As of 2008, around 0.7 million people work in outsourcing sector (less than 0.1% of Indians).
Annual revenues are around $11 billion around 1% of GDP. Around 2.5 million people graduate
in India every year. Wages are rising by 10-15 percent as a result of skill shortage.

The industry has been growing rapidly. It grew at a rate of 38% over 2008. For the FY09
financial year the projections is of US$7.2 billion worth of services provided by this industry.
The base in terms of headcount being roughly 400,000 people directly employed in this Industry.

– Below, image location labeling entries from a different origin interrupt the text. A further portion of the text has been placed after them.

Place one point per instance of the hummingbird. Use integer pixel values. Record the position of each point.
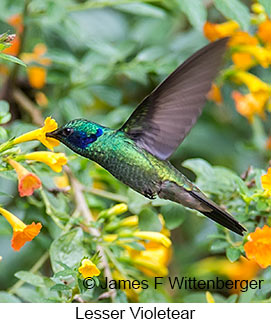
(137, 154)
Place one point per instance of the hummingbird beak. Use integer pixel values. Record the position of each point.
(52, 134)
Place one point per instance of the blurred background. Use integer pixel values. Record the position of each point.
(98, 60)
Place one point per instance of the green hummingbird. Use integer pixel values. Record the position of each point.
(137, 153)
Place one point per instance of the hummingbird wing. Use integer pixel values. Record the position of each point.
(161, 121)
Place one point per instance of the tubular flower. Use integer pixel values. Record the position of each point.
(266, 182)
(88, 269)
(214, 94)
(40, 134)
(27, 181)
(258, 247)
(53, 160)
(21, 232)
(253, 83)
(217, 31)
(249, 104)
(36, 71)
(153, 236)
(264, 31)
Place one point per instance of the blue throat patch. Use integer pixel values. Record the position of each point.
(82, 140)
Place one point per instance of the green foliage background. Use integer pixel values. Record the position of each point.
(106, 56)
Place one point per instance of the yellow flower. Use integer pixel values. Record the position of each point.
(88, 269)
(217, 31)
(258, 247)
(264, 31)
(153, 236)
(21, 232)
(261, 54)
(129, 221)
(209, 297)
(40, 134)
(251, 81)
(53, 160)
(250, 104)
(215, 94)
(117, 209)
(27, 181)
(266, 181)
(153, 260)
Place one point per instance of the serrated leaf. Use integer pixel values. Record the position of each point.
(30, 278)
(67, 249)
(195, 12)
(235, 10)
(12, 59)
(60, 288)
(233, 254)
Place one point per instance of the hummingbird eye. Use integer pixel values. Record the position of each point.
(67, 131)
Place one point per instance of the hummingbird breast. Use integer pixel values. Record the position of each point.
(130, 164)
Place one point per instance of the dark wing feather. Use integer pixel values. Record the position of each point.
(162, 120)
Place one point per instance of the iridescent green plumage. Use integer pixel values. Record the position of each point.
(137, 153)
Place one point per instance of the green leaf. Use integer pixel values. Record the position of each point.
(149, 221)
(30, 278)
(233, 254)
(195, 12)
(12, 59)
(67, 249)
(267, 6)
(4, 108)
(174, 215)
(142, 9)
(3, 134)
(60, 288)
(235, 10)
(8, 298)
(219, 245)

The global BPO Industry is estimated to be worth 120-150 billion dollars, of this the offshore
BPO is estimated to be some US$11.4 billion. India thus has some 5-6% share of the total
Industry, but a commanding 63% share of the offshore component. The U.S $7.2 billion also
represents some 20% of the IT and BPO Industry which is in total expected to have revenues
worth US$36 billion for 2008. The headcount at 400,000 is some 40% of the approximate one
million workers estimated to be directly employees in the IT and BPO Sector.
The related Industry dependent on this are Catering, BPO training and recruitment, transport
vendors, (home pick up and drops for night shifts being the norm in the industry). Security
agencies, Facilities management companies.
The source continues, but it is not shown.